Vücudunuzla cinsel anlamda yeniden bağlantı kurmanızı (veya bağ kurmanızı) sağlayacak pek çok olasılık ve vücut terapisi yaklaşımı bulunmaktadır. Genel olarak, bu daha çok birbirimizi (yeniden) tanımak, kendi cinsiyetimizi tanımak ve tüm duyularımız aracılığıyla bir bağ kurmakla ilgilidir. Ve bunu, kafanızla yapmaktansa kendi bedeninizi hissederek yapmak daha kolaydır. Basit bir egzersiz, vücudunuzun belirli bir bölgesine her gün bilinçli olarak birkaç dakika ayırmaktır. Kural şudur: Uzun egzersizleri bir kere yapmaktansa, kısa egzersizleri düzenli olarak yapmak daha iyidir. Peki bu somut olarak nasıl görünebilir? Uygun bir zaman bulun; örneğin uyandıktan sonra, uyumadan önce, hatta duşta - ya da size uygun herhangi bir zamanda. Şimdi vulvanıza, vajinanızın girişine, göğüslerinize veya seçtiğiniz yere dokunun. Yargılamadan deneyin, nasıl hissettiğinizi hissedin. Öncelikle parmaklarınız için – ve sonra da vücudunuzun yüzeyi için. O birkaç dakika boyunca doğru ya da yanlış diye bir şey yoktur. Bunu birkaç kez yaptıktan sonra, biraz deneme yanılma yaparak değişiklik yapmayı deneyin; örneğin, hızınızı artırın. Ya da baskı. Bir keresinde sadece parmaklarınızı/elinizi hareket ettirin – başka bir keresinde hareketsiz tutun ve tüm vücudunuzu elinizin veya parmaklarınızın ÜZERİNDE hareket ettirin. Karnınıza doğru derin nefes almaya çalışın. Bunu yaparken bilinçli olarak gülümseyebilirsiniz, çünkü evet, vücudunuz bunu fark eder. Bu egzersizin amacı yeni duyusal bağlantılar yaratmaktır. Çünkü bir yandan yalnızca erişebildiğimiz/bildiğimiz şeylerin (cinsel olarak) tadını çıkarabiliriz (dolayısıyla: onu tanımamız gerekir ve bu zihinle mümkün değildir!), diğer yandan duygu yollarını tekrar tekrar takip etmemiz gerekir ki, daha sonra bunları düşünmeden bile zevkle kendi akışında akıtabilelim. Siz de bu egzersizle buna katkıda bulunacaksınız.
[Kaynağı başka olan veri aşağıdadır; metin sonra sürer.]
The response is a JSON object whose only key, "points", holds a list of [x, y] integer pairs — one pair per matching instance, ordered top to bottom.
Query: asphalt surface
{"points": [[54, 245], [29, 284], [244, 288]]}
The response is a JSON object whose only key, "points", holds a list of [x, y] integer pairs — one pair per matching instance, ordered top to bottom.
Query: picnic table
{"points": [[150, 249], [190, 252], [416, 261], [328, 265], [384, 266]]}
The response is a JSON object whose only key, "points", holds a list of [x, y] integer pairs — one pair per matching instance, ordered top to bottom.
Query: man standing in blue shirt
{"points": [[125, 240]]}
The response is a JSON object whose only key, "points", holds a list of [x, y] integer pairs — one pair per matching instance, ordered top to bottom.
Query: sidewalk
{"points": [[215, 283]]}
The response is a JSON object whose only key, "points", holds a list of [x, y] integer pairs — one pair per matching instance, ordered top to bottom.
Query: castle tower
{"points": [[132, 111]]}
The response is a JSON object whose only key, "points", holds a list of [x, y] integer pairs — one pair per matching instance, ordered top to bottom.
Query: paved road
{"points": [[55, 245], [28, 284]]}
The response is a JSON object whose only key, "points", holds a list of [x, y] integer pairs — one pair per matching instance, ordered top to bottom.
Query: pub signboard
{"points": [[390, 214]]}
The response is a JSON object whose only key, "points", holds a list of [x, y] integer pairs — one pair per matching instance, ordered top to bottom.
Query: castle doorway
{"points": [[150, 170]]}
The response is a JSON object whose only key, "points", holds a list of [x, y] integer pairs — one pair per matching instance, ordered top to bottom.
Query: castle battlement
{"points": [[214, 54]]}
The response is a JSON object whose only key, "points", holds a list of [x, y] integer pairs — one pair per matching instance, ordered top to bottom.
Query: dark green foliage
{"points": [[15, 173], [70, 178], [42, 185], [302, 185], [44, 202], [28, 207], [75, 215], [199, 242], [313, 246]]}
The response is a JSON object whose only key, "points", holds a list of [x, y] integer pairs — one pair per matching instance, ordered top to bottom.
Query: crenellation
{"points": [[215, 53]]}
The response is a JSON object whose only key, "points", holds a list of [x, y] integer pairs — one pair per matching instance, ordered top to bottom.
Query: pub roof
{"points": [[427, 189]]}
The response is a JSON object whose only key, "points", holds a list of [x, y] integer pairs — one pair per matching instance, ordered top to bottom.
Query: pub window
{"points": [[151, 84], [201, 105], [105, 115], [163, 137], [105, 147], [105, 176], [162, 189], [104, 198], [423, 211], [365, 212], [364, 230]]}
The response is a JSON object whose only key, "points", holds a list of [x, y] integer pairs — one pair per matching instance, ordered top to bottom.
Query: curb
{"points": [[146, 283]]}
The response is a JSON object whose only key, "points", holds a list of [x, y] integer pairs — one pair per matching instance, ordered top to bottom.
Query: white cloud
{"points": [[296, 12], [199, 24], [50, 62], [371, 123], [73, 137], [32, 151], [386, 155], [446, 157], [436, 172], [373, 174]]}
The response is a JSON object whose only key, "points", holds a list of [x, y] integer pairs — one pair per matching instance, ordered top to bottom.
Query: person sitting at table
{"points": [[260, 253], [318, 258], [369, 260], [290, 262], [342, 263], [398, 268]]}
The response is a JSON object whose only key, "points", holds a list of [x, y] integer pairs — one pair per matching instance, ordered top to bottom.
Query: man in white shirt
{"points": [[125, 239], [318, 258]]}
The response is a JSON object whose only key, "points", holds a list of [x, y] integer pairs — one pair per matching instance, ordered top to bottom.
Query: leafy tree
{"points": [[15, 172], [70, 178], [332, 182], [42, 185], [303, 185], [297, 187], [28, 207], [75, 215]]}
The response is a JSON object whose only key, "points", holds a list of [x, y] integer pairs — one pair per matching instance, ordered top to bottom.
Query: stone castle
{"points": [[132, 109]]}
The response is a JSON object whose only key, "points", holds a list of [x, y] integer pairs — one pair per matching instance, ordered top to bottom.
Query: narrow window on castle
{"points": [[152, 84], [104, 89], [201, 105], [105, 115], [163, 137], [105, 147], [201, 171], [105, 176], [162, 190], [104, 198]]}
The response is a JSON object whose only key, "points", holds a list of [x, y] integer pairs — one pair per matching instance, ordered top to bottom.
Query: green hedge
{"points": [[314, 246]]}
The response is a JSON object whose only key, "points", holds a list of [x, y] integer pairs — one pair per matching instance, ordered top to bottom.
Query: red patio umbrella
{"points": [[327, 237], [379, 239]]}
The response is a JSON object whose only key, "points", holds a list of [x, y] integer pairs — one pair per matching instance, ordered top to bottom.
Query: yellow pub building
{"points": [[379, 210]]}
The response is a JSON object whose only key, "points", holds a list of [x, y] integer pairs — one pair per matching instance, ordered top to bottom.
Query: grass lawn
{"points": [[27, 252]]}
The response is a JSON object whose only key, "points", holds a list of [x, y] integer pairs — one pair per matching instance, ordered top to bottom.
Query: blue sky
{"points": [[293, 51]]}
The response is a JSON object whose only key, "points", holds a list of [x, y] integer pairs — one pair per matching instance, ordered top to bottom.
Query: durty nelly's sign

Vücudunuzun “içini” daha iyi hissedebilmek ve böylece örneğin vajinayla bağlantı kurabilmek için, pelvisinizin farkında olduğunuz tüm hareketler iyidir. Bu, pelvisi sallamak, sallamak veya daireler çizmek anlamına gelebilir ve bu farklı bağlamlarda yapılabilir. Mesela dans ederken. Veya masanızda otururken. Eğer yoga egzersizlerinden kedi-inek hareketini biliyorsanız, bu size yardımcı olabilir: Bu, pelvisi ileri geri eğmek ve şunları gözlemlemekle ilgilidir: Nasıl nefes alıyorum? Ne zaman nefes almalıyım? Ne hissediyorum? Vücutta gerginlik nerelerde var, nerelerde yok? Bunlar ve daha ileri düzeyde öz farkındalık ve duyusal güçlendirme egzersizleri için, özellikle de tamamen yeni veya yabancı hissettiğinizde, rehberli eşlik harika bir fikirdir. Ama siz de kendi başınıza deneyebilirsiniz; çünkü sonuçta en iyi egzersiz aracına, yani kendi bedeninize her zaman sahip olan sizsiniz.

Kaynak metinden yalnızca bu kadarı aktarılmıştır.